Put quite simply, adhering to the principles of the Institute of Medicine should be of considerable benefit to chiropractors, naturopathic physicians, acupuncturists, applied kinesiologists, homeopaths, and other health care professionals who have gone on record as attempting to serve the needs of the entire patient in an early and more readily treatable stage of dysfunction, if not altogether preventive. Such is not to absolve each of these health care professions of total blame, however, for, like orthodox medicine, each has shown that it is in need of meaningful interdisciplinary collaborations in order to achieve these ultimate goals as stated in the Institute of Medicine reports. Continuing policies of arbitrary and capricious exclusions of health care alternatives in both insurance reimbursements and practice would mean nothing more than that the Institute of Medicine's recent efforts have gone for naught.

References

  1. Institute of Medicine of the National Academies. Crossing the Quality Chasm: A New Health System for the 21st Century. Washington, DC: The National Academy Press, 2001.
  2. Institute of Medicine of the National Academies. Relieving Pain in America: A Blueprint for Transforming Prevention, Care, Education, and Research. Washington, DC: The National Academy Press, 2011.

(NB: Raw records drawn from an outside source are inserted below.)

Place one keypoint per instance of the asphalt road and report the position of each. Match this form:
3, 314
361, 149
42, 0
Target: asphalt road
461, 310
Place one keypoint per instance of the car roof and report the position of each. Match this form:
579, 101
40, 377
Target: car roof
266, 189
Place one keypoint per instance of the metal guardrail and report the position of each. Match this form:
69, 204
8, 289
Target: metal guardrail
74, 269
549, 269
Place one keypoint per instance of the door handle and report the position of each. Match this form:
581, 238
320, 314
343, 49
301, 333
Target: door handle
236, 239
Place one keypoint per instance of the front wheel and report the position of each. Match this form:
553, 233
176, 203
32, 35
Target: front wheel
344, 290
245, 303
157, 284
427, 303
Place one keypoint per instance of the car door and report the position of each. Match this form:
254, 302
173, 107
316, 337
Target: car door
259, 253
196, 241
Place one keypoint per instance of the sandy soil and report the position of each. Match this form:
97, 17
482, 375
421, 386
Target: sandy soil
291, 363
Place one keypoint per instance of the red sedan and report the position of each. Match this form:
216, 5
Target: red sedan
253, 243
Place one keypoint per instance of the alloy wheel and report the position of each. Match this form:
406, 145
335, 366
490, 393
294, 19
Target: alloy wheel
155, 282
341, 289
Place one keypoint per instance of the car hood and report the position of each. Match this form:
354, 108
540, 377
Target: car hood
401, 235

  3. Clark BC, Goss DA, Walkowski S, Hoffman RL, Ross A, Thomas JS. Neurophysiologic effects of spinal manipulation in patients with chronic low back pain. BMC Musculoskeletal Disorders, 2011;12:170.
  4. Johansson H, Sojka P. Pathophysiological mechanisms involved in genesis and spread of muscular tension in occupational muscle pain and in chronic musculoskeletal pain syndromes: a hypothesis. Medical Hypotheses, 1991;35(3):196-203.
  5. Korr IM. Proprioceptors and somatic dysfunction. Journal of the American Osteopathic Association, 1975;74(7):638-650.
  6. Rosner A. Evidence-based medicine: revisiting the pyramid of priorities. Journal of Bodywork and Movement Therapies, 2011. doi:10.1016/j.jbmt.2011.05.003
  7. Palmer DD. The Chiropractor's Adjuster: The Text-Book of the Science, Art, and Philosophy of Chiropractic. Portland, OR: Portland Printing House, 1910.
  8. Bronfort G, Haas M, Evans R, Leininger B, Triano J. Effectiveness of manual therapies. The UK Evidence Report. Chiropractic & Osteopathy, 2010. doi: 10.1186/1746013400018-3
  9. Chou R, Qassem A, Snow V, Casey D, Cross JT, Shekelle P, Owens DK. Diagnosis and treatment of l-back pain: a joint clinical practice guideline from the American College of Physicians and the American Pain Society. Annals of Internal Medicine, 2007;147(7):478-491.
  10. Hawk C, Khorsan R, Lisi AJ, Ferrence RJ, Evans MW. Chiropractic care for nonmusculoskeletal conditions: a systematic review with implications for whole systems research. Journal of Alternative and Complementary Medicine, 2007;15(5):491-512.
  11. Descarreaux M, Blouin J-S, Drolet M, Papadimitriou S, Teasdale N. Efficacy of preventive spinal manipulation for chronic low back pain and related disabilities: a preliminary study. Journal of Manipulative and  Physiological Therapeutics, 2004;27(8):509-514.
  12. Senna MK, Machaly SA. Does maintained spinal manipulation therapy for chronic non-specific low back pain result in better long term outcome? Spine, 2011. doi:10.1097/BRS.0b013e3181f5dfc0
  13. Floreani SF. Can chiropractic philosophy change community perception? Chiropractic Journal of Australia, 2010;40(4):148-150.
  14. Gatterman MI. The patient-centered paradigm: a model for chiropractic health promotion and wellness. Chiropractic Journal of Australia, 2006;36(3):92-96.